Il ressort de l’ensemble de ces explications que les allégations de Mme [R] [C] ne sont sérieusement alléguées par aucune des pièces communiquées, celles-ci ne suffisant pas à rapporter la preuve de la remise de sommes à [E] [S], autres que la somme de 800 euros que celle-ci admet avoir reçue il y a plusieurs années pour l’aider à se meubler quand elle venait de quitter le domicile familial, ce au titre de la contribution de sa mère à ses frais d’entretien.
Le jugement sera en conséquence confirmé en ce qu’il a débouté Mme [R] [C] de sa demande en paiement de la somme de 5000 euros et de sa demande indemnitaire pour résistance abusive.
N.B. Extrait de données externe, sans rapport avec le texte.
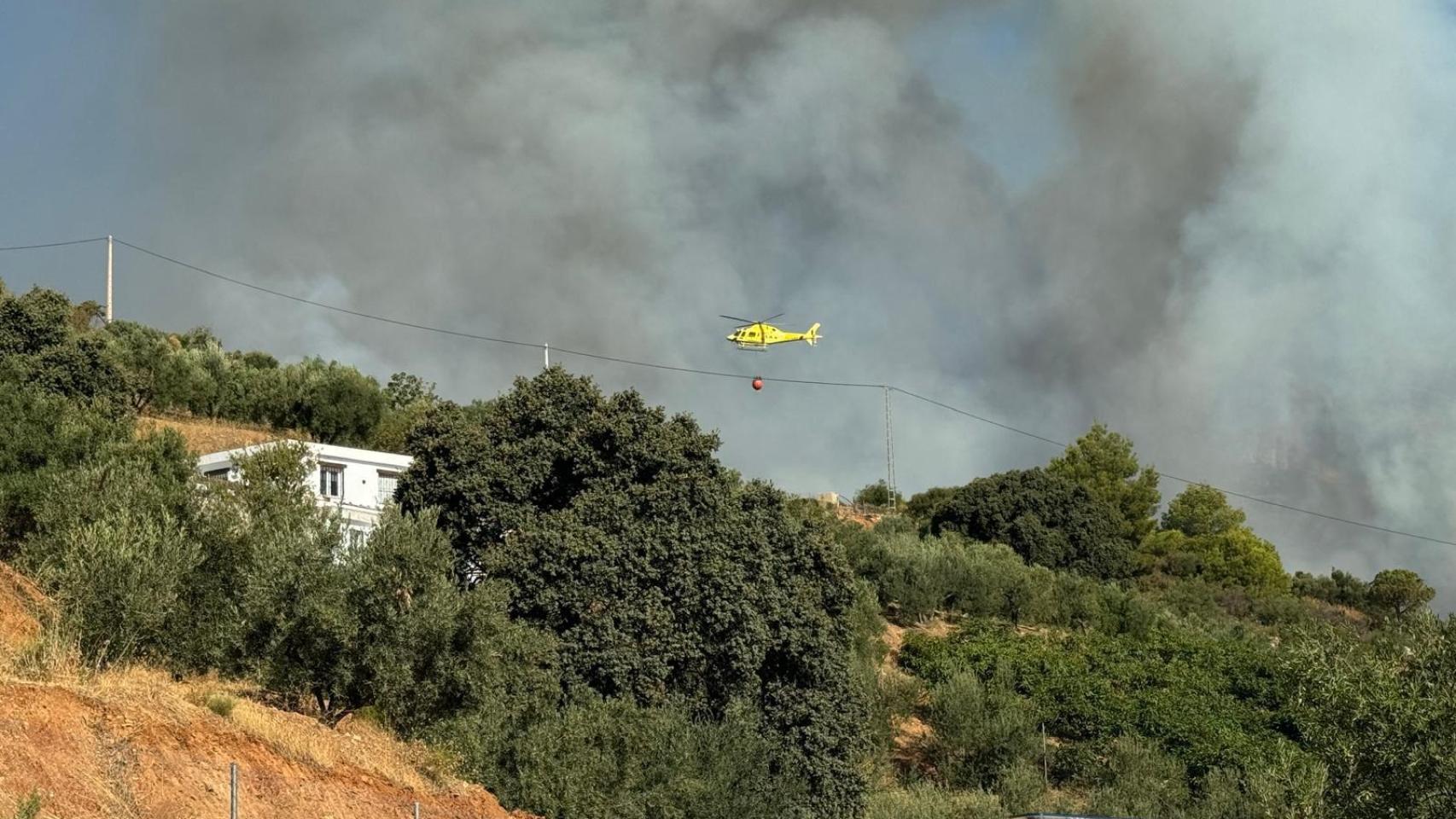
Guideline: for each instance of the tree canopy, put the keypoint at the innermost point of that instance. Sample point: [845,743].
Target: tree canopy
[614,527]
— Sur la demande de dommages et intérêts pour procédure abusive présentée par Mme [E] [S] :
L’exercice d’une action en justice constitue en principe un droit et ne dégénère en abus pouvant donner lieu à réparation qu’en cas de faute, qui n’est pas caractérisée en l’espèce, étant observé encore que Mme [E] [S] ne démontre pas avoir subi un préjudice distinct de celui qui peut être réparé par l’application des dispositions de l’article 700 du code de procédure civile.
Le jugement sera confirmé en ce qu’il a débouté Mme [E] [S] de sa demande indemnitaire.
— Sur les dépens et les frais irrépétibles :
Le jugement sera confirmé en ce qu’il a condamné Mme [C] aux dépens de première instance et à payer à Mme [E] [S] la somme de 1000 euros en application de l’article 700 du code de procédure civile.
Mme [R] [C], qui succombe à l’instance, supportera les entiers dépens d’appel ce qui exclut qu’elle puisse bénéficier des dispositions de l’article 700 du code de procédure civile.
Il serait en revanche inéquitable de laisser Mme [E] [S] supporter l’intégralité des frais qu’elle a dû exposer pour faire assurer la défense de ses intérêts devant la cour. Mme [R] [C] sera condamnée à lui payer la somme de 1500 euros en application de l’article 700 du code de procédure civile.
PAR CES MOTIFS
La cour, statuant publiquement et contradictoirement,
Confirme le jugement entrepris en toutes ses dispositions,
Condamne Mme [R] [C] aux dépens d’appel,
Condamne Mme [R] [C] à payer à Mme [E] [S] la somme de 1500 euros sur le fondement l’article 700 du code de procédure civile.